Status: Enacted (Act No. 248, Public Acts of 2024). Approved by Governor Jan 21, 2025; effective April 2, 2025. (References and related bills: HBs 5169 and 5170 — tie‑barred package addressing postpartum mental health screenings and coverage.)

Purpose

To require that mental health screenings during the postpartum period be included among medical services covered under Michigan’s Social Welfare Act (Medicaid), by adding a cross-reference to the new postpartum screening provisions in the Public Health Code (MCL 333.9137).

Key provisions

  • HB 5171 amends section 109 of the Social Welfare Act (MCL 400.109) to list “mental health screenings during the postpartum period as described in section 9137 of the Public Health Code, 1978 PA 368, MCL 333.9137” as a covered medical service for eligible individuals.
  • HB 5171 is part of a three‑bill package:
    • HB 5169 (Public Health Code) requires health professionals in pediatric and obstetric/gynecologic settings to offer postpartum mental health screenings at follow‑up or well‑child visits when the provider determines screening is appropriate; allows DHHS to develop a screening tool or providers to use evidence‑based tools; permits providers to offer DHHS‑developed resources, educational materials, treatment options, referrals, and other supports. (Provisions in HB 5169 were to apply beginning Jan 1, 2026.)
    • HB 5170 requires private health insurers to cover the postpartum mental health screenings described in HB 5169.
  • “Health professional” is defined consistent with licensure/authorization under Article 15 (occupations) of the Public Health Code.
  • DHHS may develop and distribute screening tools and resource materials; providers may use evidence‑based screening instruments.

Who is affected

  • Primary: Medicaid‑eligible individuals who have recently given birth (postpartum mothers).
  • Providers: Pediatricians, obstetricians/gynecologists, other licensed health professionals who may be asked to offer screenings or use the DHHS tool.
  • Payers: Michigan Medicaid program (DHHS) — required to cover screenings; private health insurers (per HB 5170) — required to provide coverage.
  • State agencies: DHHS may incur costs to develop, implement, and maintain screening tools and resource materials; local units may face training or administrative costs.

Fiscal impact and assumptions

  • DHHS: Potential (indeterminate) cost if DHHS develops/implements a screening tool; otherwise minimal.
  • Medicaid: Multiple nonpartisan estimates provided:
    • Upper‑bound FY 2025–26 impact estimated at about $4.2 million Gross ($1.5 million GF/GP) using Michigan Medicaid fee schedule comparators (CPT 90791).
    • Alternative estimates (House Fiscal Agency) using median national reimbursements and historic Medicaid birth counts produce lower annual estimates (for example, roughly $2.3M Gross / ~$789K GF/GP under one set of assumptions).
  • Cost estimates depend on assumptions about: number of postpartum women screened (Medicaid‑financed births ~36,000–39,500 depending on data year), reimbursement per encounter, and whether screenings are billed at psychiatric diagnostic evaluation rates or lower reimbursement codes.
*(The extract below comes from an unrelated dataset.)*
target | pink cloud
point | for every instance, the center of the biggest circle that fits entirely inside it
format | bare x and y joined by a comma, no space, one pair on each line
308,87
FMAP ~65.3% used in calculations.

Timeline / Implementation notes

  • HB 5171 (Social Welfare Act amendment) was enacted as PA 248 of 2024 and took effect April 2, 2025.
  • The substantive screening and offer requirements set out in HB 5169 were slated in committee language to apply beginning January 1, 2026; providers should consult DHHS guidance for the effective implementation timeline and any DHHS‑issued screening tools or protocols.
  • HB 5170 (insurance coverage requirement) is tie‑barred to HB 5169; the three bills operate together to (1) require offering screenings, (2) require insurer coverage, and (3) require Medicaid coverage.

Practical effect

The law ensures postpartum mental health screenings are an explicitly covered Medicaid service and, together with companion bills, seeks to increase detection and referral for postpartum depression, anxiety, and related conditions by creating screening opportunities at well‑child and postpartum follow‑up visits and by encouraging standardized tools and provider resources.

Compiled from official sources — confirm details with the bill’s official record.